Writing critically about race is not an easy thing to do. We have tendency to avoid discussing race as it has been determined to be one of those “hot button” subjects. This silence about race allows whiteness to continue in its rule unchallenged and forces people of color to deal with daily assaults to our humanity. Comments that many view as innocuous, are often hurtful and serve to ensure that the racial gap continues to grow. Whiteness would prefer that we play sambo to its Missy Anne, regardless of how damaging it may be to our psyche.
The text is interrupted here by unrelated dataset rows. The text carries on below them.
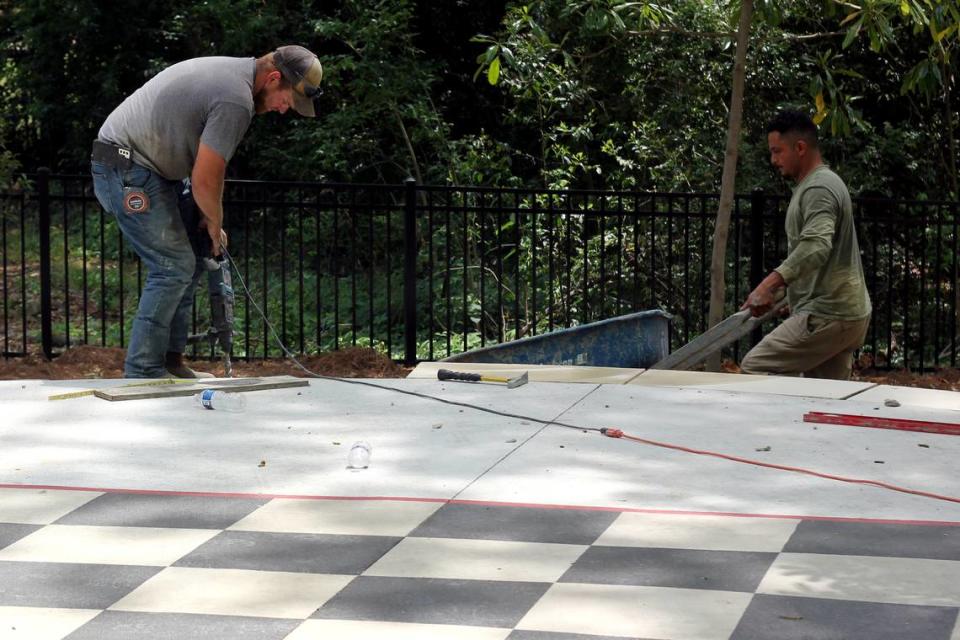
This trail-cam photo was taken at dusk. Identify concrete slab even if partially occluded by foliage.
[460,385,960,521]
[628,369,875,399]
[0,379,960,521]
[0,380,591,498]
[407,362,645,384]
[850,384,960,410]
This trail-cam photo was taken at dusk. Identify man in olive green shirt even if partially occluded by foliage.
[740,111,871,380]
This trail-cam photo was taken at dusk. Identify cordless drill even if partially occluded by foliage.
[179,181,235,378]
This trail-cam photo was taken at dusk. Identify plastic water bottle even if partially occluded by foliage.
[347,441,371,469]
[194,389,247,413]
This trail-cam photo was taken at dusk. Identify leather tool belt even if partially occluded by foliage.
[90,140,133,171]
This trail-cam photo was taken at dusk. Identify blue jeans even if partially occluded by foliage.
[90,162,201,378]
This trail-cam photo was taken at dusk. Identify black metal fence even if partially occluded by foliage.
[0,171,958,370]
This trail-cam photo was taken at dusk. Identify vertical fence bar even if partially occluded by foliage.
[933,205,944,369]
[616,193,625,316]
[80,182,90,344]
[683,194,692,344]
[443,198,455,356]
[517,193,540,335]
[477,191,487,347]
[350,186,359,347]
[513,191,520,340]
[60,178,70,349]
[547,193,557,331]
[495,191,506,342]
[403,178,417,367]
[97,202,106,347]
[920,204,930,375]
[950,202,960,367]
[297,187,306,353]
[384,195,393,359]
[426,191,437,360]
[593,194,607,320]
[750,189,766,346]
[280,198,289,344]
[37,167,53,358]
[460,189,470,351]
[367,202,376,349]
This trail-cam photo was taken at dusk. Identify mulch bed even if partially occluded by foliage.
[0,346,960,391]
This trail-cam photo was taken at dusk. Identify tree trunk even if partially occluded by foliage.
[707,0,753,371]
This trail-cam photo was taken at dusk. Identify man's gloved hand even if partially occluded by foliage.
[200,218,227,257]
[740,287,776,318]
[740,271,786,318]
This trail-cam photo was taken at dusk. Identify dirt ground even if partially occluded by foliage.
[0,346,960,391]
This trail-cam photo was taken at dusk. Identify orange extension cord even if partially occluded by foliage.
[229,249,960,504]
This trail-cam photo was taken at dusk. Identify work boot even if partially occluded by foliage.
[164,351,215,378]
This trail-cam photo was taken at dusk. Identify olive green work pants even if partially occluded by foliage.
[740,313,870,380]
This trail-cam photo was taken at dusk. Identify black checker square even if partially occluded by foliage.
[67,611,301,640]
[560,547,777,593]
[174,531,401,575]
[410,504,620,544]
[312,576,550,627]
[55,493,269,529]
[0,522,43,549]
[783,520,960,560]
[0,561,163,609]
[730,594,957,640]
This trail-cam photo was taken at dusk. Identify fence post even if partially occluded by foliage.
[37,167,53,359]
[750,189,767,346]
[403,178,417,367]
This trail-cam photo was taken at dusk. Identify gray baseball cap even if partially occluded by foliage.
[273,44,323,118]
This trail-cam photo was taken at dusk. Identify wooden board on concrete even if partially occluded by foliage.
[407,362,644,384]
[93,376,310,401]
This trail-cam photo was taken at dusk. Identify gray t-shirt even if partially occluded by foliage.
[99,57,256,180]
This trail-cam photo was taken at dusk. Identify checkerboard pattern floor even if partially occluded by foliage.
[0,488,960,640]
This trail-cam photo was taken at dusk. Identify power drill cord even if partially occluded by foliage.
[222,248,960,503]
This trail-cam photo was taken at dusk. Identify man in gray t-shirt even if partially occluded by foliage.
[91,45,323,378]
[740,111,871,380]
To challenge what whiteness deems as its right to demean at will means being called angry or accused of being disrespectful. Whiteness it is all about tone. White people have become so accustomed to deferential treatment based in undeserved racial privilege that when people of color dare to speak, we are considered uppity.
People of color are continually reminded of our “tone. This is classic disciplining behaviour. We are informed that were we to raise our objections in a “gentler manner,” whiteness would be more inclined to listen. Despite such proclamations, it is not the form that the speech takes that is offensive, but the speech itself. No power has ever appreciated any form of challenge to its rule and whiteness is no exception.
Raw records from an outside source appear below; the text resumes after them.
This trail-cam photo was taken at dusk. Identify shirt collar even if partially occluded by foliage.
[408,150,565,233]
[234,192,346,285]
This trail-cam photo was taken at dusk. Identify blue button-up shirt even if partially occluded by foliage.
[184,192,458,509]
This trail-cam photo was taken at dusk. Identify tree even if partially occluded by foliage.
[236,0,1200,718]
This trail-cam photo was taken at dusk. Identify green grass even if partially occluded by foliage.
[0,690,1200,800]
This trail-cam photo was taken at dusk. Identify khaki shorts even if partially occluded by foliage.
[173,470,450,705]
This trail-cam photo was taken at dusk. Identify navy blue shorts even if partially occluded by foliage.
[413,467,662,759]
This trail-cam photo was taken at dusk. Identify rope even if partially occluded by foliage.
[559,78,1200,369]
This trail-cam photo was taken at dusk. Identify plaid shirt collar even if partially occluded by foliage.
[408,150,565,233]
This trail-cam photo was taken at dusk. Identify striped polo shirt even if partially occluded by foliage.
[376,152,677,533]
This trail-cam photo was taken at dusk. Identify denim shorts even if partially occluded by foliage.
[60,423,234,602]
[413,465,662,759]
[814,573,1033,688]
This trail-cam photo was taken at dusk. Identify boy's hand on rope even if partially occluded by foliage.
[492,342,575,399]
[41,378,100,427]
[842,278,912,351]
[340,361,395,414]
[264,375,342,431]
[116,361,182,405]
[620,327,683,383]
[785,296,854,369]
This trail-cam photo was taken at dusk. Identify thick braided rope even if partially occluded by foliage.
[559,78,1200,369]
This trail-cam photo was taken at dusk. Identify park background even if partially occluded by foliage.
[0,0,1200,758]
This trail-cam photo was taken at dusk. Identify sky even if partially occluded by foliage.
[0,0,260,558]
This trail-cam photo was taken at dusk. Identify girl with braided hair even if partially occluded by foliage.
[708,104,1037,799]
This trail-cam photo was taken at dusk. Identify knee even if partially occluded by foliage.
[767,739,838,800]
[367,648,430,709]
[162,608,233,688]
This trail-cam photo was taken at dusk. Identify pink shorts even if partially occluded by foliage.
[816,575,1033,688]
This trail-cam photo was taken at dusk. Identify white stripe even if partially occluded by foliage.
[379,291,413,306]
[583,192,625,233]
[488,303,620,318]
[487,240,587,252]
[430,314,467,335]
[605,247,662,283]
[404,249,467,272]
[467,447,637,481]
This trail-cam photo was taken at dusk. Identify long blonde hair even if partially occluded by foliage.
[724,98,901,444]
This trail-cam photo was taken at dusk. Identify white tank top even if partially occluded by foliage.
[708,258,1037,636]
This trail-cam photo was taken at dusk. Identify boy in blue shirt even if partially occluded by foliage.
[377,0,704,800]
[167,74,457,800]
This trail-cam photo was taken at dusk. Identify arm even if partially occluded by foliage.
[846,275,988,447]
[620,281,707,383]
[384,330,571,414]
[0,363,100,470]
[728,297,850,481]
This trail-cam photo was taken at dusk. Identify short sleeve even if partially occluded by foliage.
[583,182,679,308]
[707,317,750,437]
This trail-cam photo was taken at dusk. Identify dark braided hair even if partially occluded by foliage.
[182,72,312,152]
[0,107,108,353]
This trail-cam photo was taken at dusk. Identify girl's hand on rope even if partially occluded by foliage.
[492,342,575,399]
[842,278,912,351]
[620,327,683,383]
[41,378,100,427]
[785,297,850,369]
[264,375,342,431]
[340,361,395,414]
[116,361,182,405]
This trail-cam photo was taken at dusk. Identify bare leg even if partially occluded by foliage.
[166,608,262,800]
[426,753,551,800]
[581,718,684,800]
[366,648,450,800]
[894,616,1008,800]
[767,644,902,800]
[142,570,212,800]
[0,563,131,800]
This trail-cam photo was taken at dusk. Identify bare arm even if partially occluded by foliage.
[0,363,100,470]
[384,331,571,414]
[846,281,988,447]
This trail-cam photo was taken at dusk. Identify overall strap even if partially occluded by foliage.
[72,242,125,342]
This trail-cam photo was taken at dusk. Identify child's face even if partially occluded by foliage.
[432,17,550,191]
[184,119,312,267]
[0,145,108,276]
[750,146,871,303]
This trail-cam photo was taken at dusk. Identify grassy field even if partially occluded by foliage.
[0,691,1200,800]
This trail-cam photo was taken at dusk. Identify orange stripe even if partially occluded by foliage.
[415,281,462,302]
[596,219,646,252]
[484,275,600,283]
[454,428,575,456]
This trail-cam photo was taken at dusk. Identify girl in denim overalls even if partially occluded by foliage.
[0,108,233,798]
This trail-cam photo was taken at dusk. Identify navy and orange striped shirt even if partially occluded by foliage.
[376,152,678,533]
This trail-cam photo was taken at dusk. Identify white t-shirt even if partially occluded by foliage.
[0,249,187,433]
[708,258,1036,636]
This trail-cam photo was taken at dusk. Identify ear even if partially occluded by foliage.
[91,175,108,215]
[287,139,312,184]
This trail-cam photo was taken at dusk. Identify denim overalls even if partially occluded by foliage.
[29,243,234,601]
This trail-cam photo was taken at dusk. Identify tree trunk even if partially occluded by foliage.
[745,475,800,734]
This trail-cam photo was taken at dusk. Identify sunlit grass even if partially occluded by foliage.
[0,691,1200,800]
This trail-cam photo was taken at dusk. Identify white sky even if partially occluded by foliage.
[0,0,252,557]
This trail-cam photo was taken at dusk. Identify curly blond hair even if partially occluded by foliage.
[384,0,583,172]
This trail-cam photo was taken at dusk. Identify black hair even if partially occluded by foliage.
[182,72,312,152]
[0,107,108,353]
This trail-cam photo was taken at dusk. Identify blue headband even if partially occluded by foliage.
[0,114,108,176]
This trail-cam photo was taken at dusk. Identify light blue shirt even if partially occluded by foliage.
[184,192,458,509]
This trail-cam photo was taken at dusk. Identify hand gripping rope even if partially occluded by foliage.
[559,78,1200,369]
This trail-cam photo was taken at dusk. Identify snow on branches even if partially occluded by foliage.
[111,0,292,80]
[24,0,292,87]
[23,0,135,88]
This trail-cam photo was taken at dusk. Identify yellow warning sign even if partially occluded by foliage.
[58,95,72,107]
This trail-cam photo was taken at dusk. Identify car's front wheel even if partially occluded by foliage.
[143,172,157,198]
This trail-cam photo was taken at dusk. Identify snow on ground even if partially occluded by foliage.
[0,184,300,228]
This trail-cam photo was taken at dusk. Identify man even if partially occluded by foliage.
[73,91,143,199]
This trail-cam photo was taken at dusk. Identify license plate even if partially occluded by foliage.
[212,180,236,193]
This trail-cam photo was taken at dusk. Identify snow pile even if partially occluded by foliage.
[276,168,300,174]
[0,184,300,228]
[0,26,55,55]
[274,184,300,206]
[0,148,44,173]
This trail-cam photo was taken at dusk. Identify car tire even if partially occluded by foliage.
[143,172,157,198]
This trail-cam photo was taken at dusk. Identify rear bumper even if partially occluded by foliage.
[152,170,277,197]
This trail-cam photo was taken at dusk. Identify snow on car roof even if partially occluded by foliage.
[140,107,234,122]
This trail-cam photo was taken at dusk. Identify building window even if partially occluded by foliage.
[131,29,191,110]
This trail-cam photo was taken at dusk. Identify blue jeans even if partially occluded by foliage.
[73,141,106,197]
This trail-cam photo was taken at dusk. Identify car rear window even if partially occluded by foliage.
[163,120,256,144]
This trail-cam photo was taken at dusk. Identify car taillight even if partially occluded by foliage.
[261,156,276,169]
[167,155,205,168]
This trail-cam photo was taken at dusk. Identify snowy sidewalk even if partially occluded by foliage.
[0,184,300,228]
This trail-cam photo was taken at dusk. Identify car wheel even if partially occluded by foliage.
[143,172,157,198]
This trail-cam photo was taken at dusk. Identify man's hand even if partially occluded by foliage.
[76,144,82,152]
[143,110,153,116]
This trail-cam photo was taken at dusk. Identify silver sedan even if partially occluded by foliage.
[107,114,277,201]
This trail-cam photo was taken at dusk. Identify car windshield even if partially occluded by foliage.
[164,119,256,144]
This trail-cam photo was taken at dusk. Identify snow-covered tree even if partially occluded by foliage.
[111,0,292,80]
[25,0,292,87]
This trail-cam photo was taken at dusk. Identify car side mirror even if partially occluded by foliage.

People of color are not amused when we are accused of racism against whiteness when we challenge its social power. Racism equals power plus prejudice, but this basic 101 fact continues to be ignored in hopes of presenting our objections to white hegemony as somehow based solely in hatred. It is possible to hate the oppression and not despise those that use their undeserved racial privilege to oppress.
It is laughable that we, the oppressed, are placed into the position of constantly reassuring whiteness of its worth when it has acted systemically to ensure that we are devalued as human beings. To still be asked to say “honey chile” and smile as we shuffle through our day in 2009, evidences that the liberal rhetoric of equality just wants a new age sambo.
A person of color must constantly weigh the cost of speaking out versus continuing to live in silence. Things are getting better, we are told, and yet the violence against us by police is rising, our unemployment figures continue to be the highest, and we are still over represented in the prison population. Who exactly are things getting better for?
Being called a racist or told that your behaviour is racist has become a social shame, however, it is not the action that causes shame it is the label. What whiteness desires is the ability to continue on with its destructive behaviour and retain the ability to not be shamed or stigmatized for it. Any critique of people of color is asserted to be based in rationalism whereas a critique of whiteness is based on emotionalism. The emotionalism argument derives its strength from the myth that people of color are the eternal children of the world, in need of white stewardship. By positioning itself as morally superior whiteness not only seeks to avoid critique, but to establish a right to rule over other races.
If we are rightfully able to recognize and call out racism, whiteness is unable to maintain its panoptic rule. The truest expression of power is the ability to control without being seen or to force those that are oppressed to police themselves on your behalf. To be forced to answer for your behaviour means that limitations apply.
It is the very possibility that white hegemony can or should be reduced that whiteness finds so threatening. This is why it seeks to assert that they would listen more keenly if people of color spoke rationally or more politely. To control the discourse of what constitutes racism means that whiteness is able to act as judge and jury and therefore continually set the terms of debate in a way that is most favourable to its position. Language policing is always purposeful; to ignore its intent is to be blind to the ways in which power is wielded.